Да неужели действительно вышлют и ее и ребенка? Разве так слаба Советская власть, что женщины уже опасны стали? «С женщинами воюем! Лагеря для женщин! Олег Андреевич прав: императоры не трогали жен декабристов и семьи народников… Уж не чувствовали они себя уверенней на своем посту, чем мы большевики, на своем? Или в самом деле были великодушнее и добрее? Эх, неладно что-то у нас в аппарате!»

Бездеятельность и пассивная скорбь не были свойственны его натуре.

«Завтра же пойду сначала к прокурору, а потом в райком! — говорил он себе. — Следователь Ефимов… посмотрим, кто кого!»

 

Глава седьмая

Нa тюремных окнах ворковали голуби; воркование это иногда напоминало жалобный стон и усиливало тоску. Было так тихо, что слышно, как надзирательница, завтракая у окна, разбивала крутое яйцо. Иногда, становясь ногами на унитаз, Леля дотягивалась головой до окна и видела кусочек неба. В шесть утра надзирательница, проходя, стучала ей в дверь и говорила: «Подъем», надо было в ту же минуту вскакивать и стелить койку, которую уже не позволялось откидывать в течение дня; потом надзирательница говорила: «Хлеб и сахар», а еще через несколько минут: «Кипяток». Все это ставилось на доску перед окошечком. В середине дня полагался обед — щи из хряпы и каша; вечером — опять кипяток с хлебом.
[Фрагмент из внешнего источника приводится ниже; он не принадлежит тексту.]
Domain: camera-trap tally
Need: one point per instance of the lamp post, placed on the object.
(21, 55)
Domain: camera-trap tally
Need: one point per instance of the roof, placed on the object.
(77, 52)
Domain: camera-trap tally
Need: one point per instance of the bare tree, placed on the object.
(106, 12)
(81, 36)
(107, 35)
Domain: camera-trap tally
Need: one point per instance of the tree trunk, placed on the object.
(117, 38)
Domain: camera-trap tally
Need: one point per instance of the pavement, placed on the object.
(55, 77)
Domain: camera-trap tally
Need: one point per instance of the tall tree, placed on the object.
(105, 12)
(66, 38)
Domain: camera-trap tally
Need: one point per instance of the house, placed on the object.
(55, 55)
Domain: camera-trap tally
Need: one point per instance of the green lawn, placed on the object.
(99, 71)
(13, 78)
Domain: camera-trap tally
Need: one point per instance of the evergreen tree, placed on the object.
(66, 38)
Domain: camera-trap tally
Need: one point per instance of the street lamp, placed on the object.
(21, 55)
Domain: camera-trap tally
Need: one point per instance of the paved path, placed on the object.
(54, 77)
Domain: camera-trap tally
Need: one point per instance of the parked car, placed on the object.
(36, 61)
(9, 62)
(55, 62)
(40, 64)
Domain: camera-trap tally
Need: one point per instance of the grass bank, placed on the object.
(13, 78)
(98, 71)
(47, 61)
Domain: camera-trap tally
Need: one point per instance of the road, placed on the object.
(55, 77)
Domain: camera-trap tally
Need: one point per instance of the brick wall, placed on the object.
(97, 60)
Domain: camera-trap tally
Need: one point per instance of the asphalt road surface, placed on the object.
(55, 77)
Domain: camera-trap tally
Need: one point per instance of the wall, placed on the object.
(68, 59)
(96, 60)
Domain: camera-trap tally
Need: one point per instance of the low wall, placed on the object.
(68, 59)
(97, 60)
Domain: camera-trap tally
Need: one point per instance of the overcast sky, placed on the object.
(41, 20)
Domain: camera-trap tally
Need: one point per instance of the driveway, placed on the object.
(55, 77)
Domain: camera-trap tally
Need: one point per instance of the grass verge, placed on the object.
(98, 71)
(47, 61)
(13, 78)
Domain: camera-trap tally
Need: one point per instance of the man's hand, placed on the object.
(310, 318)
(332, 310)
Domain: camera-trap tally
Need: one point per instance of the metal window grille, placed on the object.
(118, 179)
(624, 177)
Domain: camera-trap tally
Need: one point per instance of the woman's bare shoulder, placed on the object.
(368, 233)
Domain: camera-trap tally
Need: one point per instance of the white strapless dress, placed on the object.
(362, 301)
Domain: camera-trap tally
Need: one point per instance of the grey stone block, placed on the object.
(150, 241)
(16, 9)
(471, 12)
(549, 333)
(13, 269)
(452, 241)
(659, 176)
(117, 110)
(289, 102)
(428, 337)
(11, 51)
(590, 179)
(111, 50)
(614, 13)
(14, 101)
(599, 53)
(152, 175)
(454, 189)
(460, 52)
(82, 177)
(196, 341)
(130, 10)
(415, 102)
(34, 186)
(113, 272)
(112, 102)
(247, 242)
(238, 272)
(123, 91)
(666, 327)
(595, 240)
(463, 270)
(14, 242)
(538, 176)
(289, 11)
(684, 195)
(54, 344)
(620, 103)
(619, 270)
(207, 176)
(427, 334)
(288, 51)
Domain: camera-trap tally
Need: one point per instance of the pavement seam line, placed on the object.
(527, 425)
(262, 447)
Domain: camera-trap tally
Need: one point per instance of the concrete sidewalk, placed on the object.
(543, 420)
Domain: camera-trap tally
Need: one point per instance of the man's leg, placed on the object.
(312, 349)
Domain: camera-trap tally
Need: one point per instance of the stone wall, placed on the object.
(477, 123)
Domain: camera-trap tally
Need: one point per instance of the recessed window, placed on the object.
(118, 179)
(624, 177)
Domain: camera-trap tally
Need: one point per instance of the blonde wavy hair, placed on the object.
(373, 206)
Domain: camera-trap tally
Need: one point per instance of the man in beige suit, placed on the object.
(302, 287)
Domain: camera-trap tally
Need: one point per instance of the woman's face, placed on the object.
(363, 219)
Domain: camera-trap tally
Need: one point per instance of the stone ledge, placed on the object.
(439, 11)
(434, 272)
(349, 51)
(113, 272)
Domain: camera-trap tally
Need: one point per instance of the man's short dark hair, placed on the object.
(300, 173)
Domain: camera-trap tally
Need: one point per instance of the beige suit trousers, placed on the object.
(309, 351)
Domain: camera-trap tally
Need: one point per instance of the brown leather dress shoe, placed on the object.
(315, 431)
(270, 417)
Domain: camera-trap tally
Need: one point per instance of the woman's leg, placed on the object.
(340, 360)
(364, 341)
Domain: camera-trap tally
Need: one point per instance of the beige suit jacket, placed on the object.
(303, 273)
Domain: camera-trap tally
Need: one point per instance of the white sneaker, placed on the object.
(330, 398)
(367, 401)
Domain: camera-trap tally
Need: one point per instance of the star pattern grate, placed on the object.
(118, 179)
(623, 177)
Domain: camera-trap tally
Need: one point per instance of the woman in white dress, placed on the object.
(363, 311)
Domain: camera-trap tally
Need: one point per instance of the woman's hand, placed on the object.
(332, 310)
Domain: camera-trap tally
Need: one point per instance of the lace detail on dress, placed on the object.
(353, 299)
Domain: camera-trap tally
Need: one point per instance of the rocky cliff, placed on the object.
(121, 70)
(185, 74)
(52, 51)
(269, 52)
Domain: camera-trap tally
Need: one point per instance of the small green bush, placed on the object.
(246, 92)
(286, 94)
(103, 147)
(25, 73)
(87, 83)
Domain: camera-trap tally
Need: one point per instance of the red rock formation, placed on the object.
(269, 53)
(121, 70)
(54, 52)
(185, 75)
На цементном полу была протоптана дорожка сотнями узников, которые бороздили его, шагая из угла в угол; и она ходила, как они. Надзирательница изводила, постоянно заглядывая в «глазок», то и дело слышался ее хрипловатый оклик: «Не закрывать головы полотенцем!», или: «Вы что там руку себе ковыряете? Смотрите у меня!», или: «Почему не едите? Есть надо: я за вас отвечаю!». Позволялось получать книги из тюремной библиотеки, но тоска, страх и отчаяние, душившие ее, не давали ей возможности углубиться в читаемое. Допросы — вот была ее мука! Чего еще хотел от нее следователь? Она была уже уличена, Олег — обвинен полностью, Нина — давно призналась, что покрывала Олега, и, по-видимому, под пыткой подписалась, что вела и поощряла их контрреволюционные разговоры; Леля сама видела подписанное Ниной показание. Казалось бы, не оставалось уже ничего, что можно было еще выудить, а допросы все-таки продолжались! Нервы были мучительно напряжены; вот-вот войдет конвой, чтобы вести ее в кабинет № 13; она не была застрахована от этого даже ночью, очень часто следователь вызывал ее именно в ночные или вечерние часы, запугивая ее воображение. Она уже хорошо знала те нескончаемые коридоры, по которым ее вели и где гудели грубые выкрики и отборные ругательства, доносившиеся из кабинетов, мимо которых ее проводили, — в эти часы там допрашивали заключенных, а с ними церемонились еще меньше, чем с вызываемыми по повесткам. Далее начиналось обычное: «Садитесь. Ну, что — вспомнили что-нибудь?» — а вслед за тем угрозы и издевки. Он любил выражение: «рассказывайся до пупа», которое казалось особенно оскорбительным Леле. Допрос затягивался иногда до утра; следователь как будто забывал, что человек испытывает естественную необходимость остаться одному хоть на несколько минут. Это было утонченной пыткой, имевшей, по-видимому, целью поиздеваться над ее стыдливостью и воспитанием. Как бы ни было, она всякий раз держала себя в должных границах, преодолевая свои мучения.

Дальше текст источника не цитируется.